Database design of survey query system

Question

Hello, guys

I am working on a so-called Behavioral Risk Factor Surveillance System (BRFSS), a web query system dealing with questionnaires coming every year.

I had hard time in coming up with a suitable database design for it. Here is the problem: Each questionnaire contains about 80 questions, with demographic info, e.g. age, education, etc, and survey questions, e.g. smoking, health, etc. Every year, some questions change, some don't. Data source is an Excel file with 80+ columns. The system has to support queries like:

SELECT [question var], [demo var], count(*) 
FROM survey 
WHERE age in (...) AND educ in (...) [etc] 
GROUP BY <question var>

The data is read only, ie. never change once imported. So it does not have to be normalized too much. Intuitively, a spreadsheet-like table will do a good job wrt. speed and space. This becomes a problem, though, because questions will change, then we can't keep all the data in this table, which is necessary because of cross year queries.

I tried normalize the responses into three tables: questions, responses, and response_values, which can support question variations. But then the response table spans over 98*14268 = 1,398,264 rows for one year! That's really huge. Query is slow like crazy!

How should I design the database? Any help is appreciated! Thanks in advance!

ps. I am using Python+Django+Sqlite.

Answer 1

Have you checked DatabaseAnswers to see if there is a schema you could use as a starting point?

Answer 2

Sounds like a case for a star schema.

You would have a (huge) fact table like this:

question_id, survey_id, age_group_id, health_classifier_id, is_smoking ... , answer_value

and denormalised dimension tables:

age_group: group_name, min_age, max_age, age_group_id

1.4 million rows doesn't sound like much for a system like this.

Some databases have special features to support querying on this kind of schema:

On Oracle those would be:

• 'dimensions' for supporting aggragation allong dimensions
• bitmap index for filtering on low cardinality attributes like age_group_id and is_smoking
• bitmap joind index for filtering on low cardinality attributes in a joined table, i.e. selecting from the fact table but filtering on min_age in the age_group table.
• partitioning tables to handle large tables
• materialized views for precalculating aggregation results

There are also specialised db systems for this kind of data called multidimensional database.

check if there are similiar constructs for your database or consider switching the database engine

Answer 3

you need at least 3 tables:

1) Questions which contains the text for each question, with autoincrement id key

eg: (123, "What is the colour of your hair?")

2) Questionaires, which map Q#'s onto questions.

eg) question #10 on questionaire #3 maps on to question #123.

3) Answers, which link each respondant with their questionaire and the data

eg) Bob's response to question #10 on questionaire #3 is "brown".

You should see how easy it is to add new questionaires using existing questions and adding new questions.

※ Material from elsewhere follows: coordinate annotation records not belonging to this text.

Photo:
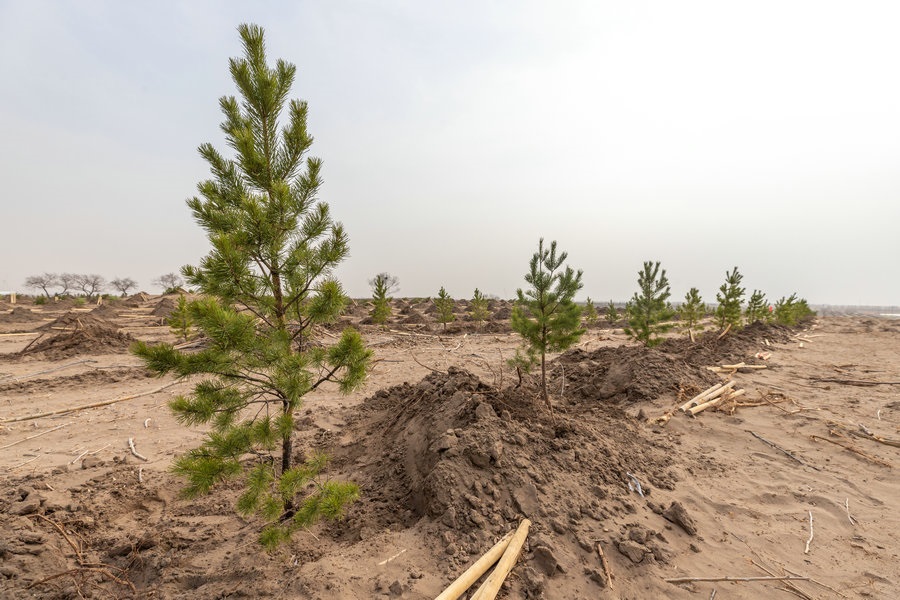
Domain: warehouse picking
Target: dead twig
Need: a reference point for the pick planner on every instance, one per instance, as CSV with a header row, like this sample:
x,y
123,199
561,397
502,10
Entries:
x,y
727,578
134,451
64,411
782,450
605,564
31,437
809,541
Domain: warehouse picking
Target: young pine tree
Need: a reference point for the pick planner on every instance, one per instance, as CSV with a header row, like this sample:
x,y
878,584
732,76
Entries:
x,y
478,308
266,283
647,311
546,314
757,308
692,311
383,285
612,313
179,320
590,312
444,303
729,298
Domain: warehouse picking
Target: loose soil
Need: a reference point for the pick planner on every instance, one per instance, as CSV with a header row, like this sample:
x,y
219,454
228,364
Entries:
x,y
451,451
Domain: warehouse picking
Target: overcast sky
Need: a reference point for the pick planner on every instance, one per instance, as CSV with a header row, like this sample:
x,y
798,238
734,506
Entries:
x,y
706,135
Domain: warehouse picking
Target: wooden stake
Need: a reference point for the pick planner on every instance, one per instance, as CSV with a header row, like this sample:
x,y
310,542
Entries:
x,y
31,437
605,565
63,411
135,452
473,573
491,587
809,541
692,579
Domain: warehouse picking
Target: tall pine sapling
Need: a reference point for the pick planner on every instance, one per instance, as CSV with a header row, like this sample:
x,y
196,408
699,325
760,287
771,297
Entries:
x,y
757,308
545,314
383,285
266,283
648,310
729,297
590,312
478,308
444,304
692,311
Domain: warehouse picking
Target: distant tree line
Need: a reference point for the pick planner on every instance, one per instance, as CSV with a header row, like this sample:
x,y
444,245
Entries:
x,y
92,285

Yes, there are going to be huge tables, but a good database engine should be able to handle 1M entries easily. You could use partitioning to make it more efficient, such as partition by year.

I'll leave it as an exercise on how to convert this into sql.

Answer 4

I've been also thinking after my post on stackoverflow. Here is how I can use the denormalized wide table (80+ columns) to support question changing every year and also aggregate cross tabulation. Please comment on. Thanks

1. Create a new table for each year with the questions placed on columns e.g.

   id year age sex educ income ... smoke hiv drink ...

2. Create two tables: Question and Query_Year, a many-to-many table Question_Year. Then we can populate a list of questions that are available for a specified year, and vice versa.

3. Queries within one year is easy. And queries cross years, we can use a UNION operator. Since the questions should be compatible among the selected years, UNION is legitimate. e.g

   SELECT * FROM ( SELECT id, , , COUNT(*) FROM survey_2001 UNION ALL SELECT id, , , COUNT(*) FROM survey_2003 UNION ALL SELECT id, , , COUNT(*) FROM survey_2004 UNION ALL etc etc ) WHERE ( AGE in (...) AND EDUC in (...) AND etc etc ) GROUP BY ,

I suppose UNION is a relational operator which should not decrease the efficiency of a RDBMS. So it does not hurt if I combine many tables by union. The engine can also do some query analysis to boost the speed.

I think this one is adequate and simple enough. Please comment on. Thanks!